Introduction: Acute lymphoblastic leukemia (ALL) is the most common malignancy in children. Despite long-term survival rates of 85~90% for newly diagnosed patients(pts) in children with ALL, approximately 20% of pts experience relapsed or refractory (R/R) disease. These R/R ALL cases have poor prognoses, remaining a significant cause of mortality among children.
Inaticabtagene Autoleucel(Inati-cel) is an autologous CD19 CAR-T therapy first approved by the NMPA in 2023 for adult pts with R/R B-cell ALL. The safety and efficacy of Inati-cel in children with R/R B-cell ALL are not yet established.
Methods: The trial (NCT05667506) in Chinese children aged 3-18 years with R/R B-cell ALL is a single-arm, phase Ib/II, multicenter, open-label study. Pts underwent leukapheresis to obtain T cells for Inati-cel manufacturing. They received a single infusion of Inati-cel at a target dose of 1×106 CAR + viable T-cells/kg (±20%) after lymphodepletion with cyclophosphamide and fludarabine. The primary objectives were to assess the safety, dose-limiting toxicities (DLTs), and the recommended dose in pivotal trial; The primary efficacy endpoint was the overall response rate (ORR) of complete response (CR) and CR with incomplete hematological recovery (CRi) within three months post-infusion.

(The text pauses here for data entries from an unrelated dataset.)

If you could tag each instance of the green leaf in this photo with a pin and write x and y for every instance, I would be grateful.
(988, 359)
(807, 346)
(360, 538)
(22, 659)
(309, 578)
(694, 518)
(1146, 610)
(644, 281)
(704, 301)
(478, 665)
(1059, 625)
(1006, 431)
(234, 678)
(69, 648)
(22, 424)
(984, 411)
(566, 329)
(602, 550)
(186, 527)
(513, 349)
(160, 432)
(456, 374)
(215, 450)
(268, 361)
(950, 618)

Results: From April 3, 2023, to June 14, 2024, 17 pts were enrolled and underwent leukapheresis, with no manufacturing failure reported. Twelve pts received Inati-cel infusion and had at least one efficacy assessment. The median age was 12.5 years (range: 6-17). Among the 12 pts diagnosed with B-cell ALL, 25.0% (3/12) were primary refractory, and 66.7% (8/12) had relapsed or refractory after median 2 lines prior therapies, and 1 patient (8.3%) had an early relapse (<18 months from diagnosis). Bone marrow (BM) blasts before infusion ranged from 5.0% to 97.5%, with 41.7% (5/12) having >50% blasts.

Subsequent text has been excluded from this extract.